Sunday, February 16, 2014

Illusions

I had two people come up to me after Opening Night, and I've realized there are basically two classes of comments; those from people who understand what you are dealing with, and those from people who don't.

This is not to say that all sound people who comment will be positive. They may just pat you on the back and say, "Tough show, eh?" We designers also have a tendency to let people design their own way, even if that means letting them dig their own hole, rather than jumping in with a, "Have you considered adding compression here?" All in all, though, comments from people in the biz tend towards, "Good work sorting out the material they gave you to work with."

Anyhow.

The second class of commentators are often very polite in manner, even tentative. The rarer positive comments are, "The show sounded good." The negative are almost always, "I couldn't hear (so-and-so, or this-and-that)."

And I don't know how to take this. I mean, sure, there are some FOH people out there who came from rock and roll and who consider mixing theater to be slumming. They spend their entire time getting a good sound from the drums, they crank the bass up to window-rattling level, and they let the vocals go because they simply don't care about that.

But most of us chose theater. Chose musical theater. Which you would suppose means that we have a love of the medium. Which means you'd think it would have occurred to us sometime during the last decade or two that "hearing" (really, understanding) the lyrics is important. (Heck, one could even say, paramount.)

So it is unlikely to be that I don't know the lyrics need to be audible. How likely is it that I'm just too lazy to do it? Well, let me set the stage for you. Opening night, party on stage following. When this person came up to me, everyone in the building was laughing and chatting with friends and drinking champagne and eating the free pizza. And here I am in the back, still working. Stripping sweat-wet mic bags off the wireless, pulling sticky tape off the elements -- all in all not very nice work.

And I've been working like this for two weeks of a long tech. Lots of twelve hour days. Do you really, really think that I'd do that, but turning the, "don't suck" knob on the board over a few more points was too much effort?

So I don't know what's going through the head of the people who couch their comments in this way. This is why you don't hear this kind of comment from sound professionals. Because they know that the only reason I'm sitting back there at that board for every single show is to put my ears in the space and be able to make the choices that lead to the best possible sound for that show.

I think maybe these comments are more a, "please, someone tell me why this had to happen!" sort of comment.

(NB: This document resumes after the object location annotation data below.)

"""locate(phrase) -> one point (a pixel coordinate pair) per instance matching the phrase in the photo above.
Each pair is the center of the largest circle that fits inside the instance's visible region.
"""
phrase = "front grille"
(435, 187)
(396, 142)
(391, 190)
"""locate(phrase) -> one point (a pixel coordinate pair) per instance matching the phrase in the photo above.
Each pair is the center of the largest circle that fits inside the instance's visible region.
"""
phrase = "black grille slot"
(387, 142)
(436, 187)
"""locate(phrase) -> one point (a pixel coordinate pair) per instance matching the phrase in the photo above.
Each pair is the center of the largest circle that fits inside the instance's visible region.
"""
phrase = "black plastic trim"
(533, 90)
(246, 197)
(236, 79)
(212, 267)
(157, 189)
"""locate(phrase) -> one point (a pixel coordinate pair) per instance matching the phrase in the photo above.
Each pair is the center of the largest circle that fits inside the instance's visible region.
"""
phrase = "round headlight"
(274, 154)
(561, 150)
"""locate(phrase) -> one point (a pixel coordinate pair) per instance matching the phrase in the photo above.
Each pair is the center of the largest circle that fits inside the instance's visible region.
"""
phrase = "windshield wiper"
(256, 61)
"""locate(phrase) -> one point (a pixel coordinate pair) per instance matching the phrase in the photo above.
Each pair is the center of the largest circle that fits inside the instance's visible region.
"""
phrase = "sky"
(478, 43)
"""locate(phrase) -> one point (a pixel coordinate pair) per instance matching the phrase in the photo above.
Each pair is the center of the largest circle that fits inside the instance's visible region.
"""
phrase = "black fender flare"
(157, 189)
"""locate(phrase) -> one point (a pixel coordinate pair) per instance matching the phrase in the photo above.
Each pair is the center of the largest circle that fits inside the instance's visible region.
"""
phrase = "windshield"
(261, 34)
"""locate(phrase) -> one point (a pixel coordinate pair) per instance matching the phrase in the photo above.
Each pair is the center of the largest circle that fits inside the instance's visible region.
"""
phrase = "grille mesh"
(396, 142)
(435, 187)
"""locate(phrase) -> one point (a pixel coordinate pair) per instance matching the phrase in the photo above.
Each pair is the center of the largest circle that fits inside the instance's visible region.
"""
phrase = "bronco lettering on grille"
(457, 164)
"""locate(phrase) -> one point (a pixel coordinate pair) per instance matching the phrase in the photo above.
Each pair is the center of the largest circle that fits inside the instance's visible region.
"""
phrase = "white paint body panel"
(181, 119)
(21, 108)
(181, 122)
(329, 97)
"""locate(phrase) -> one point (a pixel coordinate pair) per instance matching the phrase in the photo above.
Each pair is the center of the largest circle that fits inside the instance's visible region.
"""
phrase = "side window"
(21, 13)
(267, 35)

That is, that they didn't have the listening experience they hoped for, and they will ask anyone they can in what they recognize already is a forlorn hope that it can be fixed somehow.

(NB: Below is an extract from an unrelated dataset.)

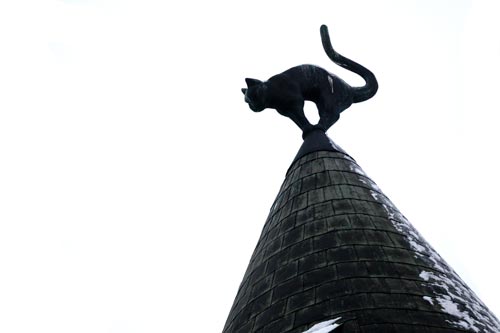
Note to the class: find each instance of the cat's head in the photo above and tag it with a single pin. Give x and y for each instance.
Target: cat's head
(255, 94)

Except that isn't the flavor of most of these comments. As tentative and polite as they are, they are always couched in the accusatory. That I could have simply "turned up the vocals" and then it would have been perfect, but I chose for whatever reason -- cussed-mindedness or gross incompetence -- not to do that.



The illusion that a mix can be resolved to two knobs (how loud the band is, how loud the lyrics are) and getting the ratio right is as simple as turning one of those two knobs is, of course, sister to a host of similar illusions.

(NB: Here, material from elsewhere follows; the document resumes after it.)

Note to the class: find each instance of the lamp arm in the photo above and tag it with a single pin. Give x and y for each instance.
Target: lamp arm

When you've got twenty people singing and dancing and a band playing and one of the solo lines isn't as clear as it should be, the illusion is that since David has a body mic, then if you were to turn up the knob connected to David's microphone, his solo would become clear.

Really, more than half the time, if you turn the knob that is indeed connected to the body pack David is wearing, David will not get perceptively louder. Far too often, you can't fix the issue at that simplistic a level. You have to do something else in order to pop David through the mix.

This is of course not exactly true. David may not be singing properly in the first place (meaning there is nothing there.) Or he might be singing, but the choreographer has chosen to have him clapping hands in rhythm at that moment and the clapping sound completely masks the lyrics. Or the system is close to saturation, and turning up any microphone ends up increasing feedback or room nodes or other distortion.

Plus, everything in a show happens in context. David may sing his line moments after a loud cymbal crash. At any other moment of the play he would be fine, but in this moment, ears are still shocked and you'd need more volume to compensate. Or Charley, Susan, David, and Lisa all have solo lines one by one but Lisa doesn't have a body mic -- and the only way you can keep Lisa's solo line from standing out and sounding ghastly is by working the levels down through the solos. Which means you've chosen as part of the total song to make that particular moment not as perfect as it could be.

Directors, I am convinced, too often experience plays in terms of isolated moments. They spend so much time rehearsing single scenes, or even single pages, they lose track of the context. This is why transitions between scenes are so often so bad. They simply didn't occur in rehearsal, and they had to be worked out in Tech. Which plays hobb with sound and light designers, of course, since over half of our work is in the transitions.

(Indeed, even in Tech it isn't unusual for transitions to be skipped over, or not done in time; the cast will break, help shift the set, then rehearsal starts again on the next scene on the work list).



I've touched before on the illusion that volume is everything. Reality is that perception is non-linear and context-dependent. What the audience member knows is that they didn't understand the lyrics. To them, the only translation is that they needed to be louder. To the professional, what is understood is that the ratio between those frequencies containing necessary information and those that confuse the picture has to be large enough. And the values of these two items change from moment to moment with changing context; during a loud moment perceived midrange is lower, and following a loud moment perception of similar frequencies as well as the higher frequency range are both dampened.

I've said this over and over but it still bears repeating. Turning up is not a panacea. At best, turning up is a temporary (and thus dangerous) solution.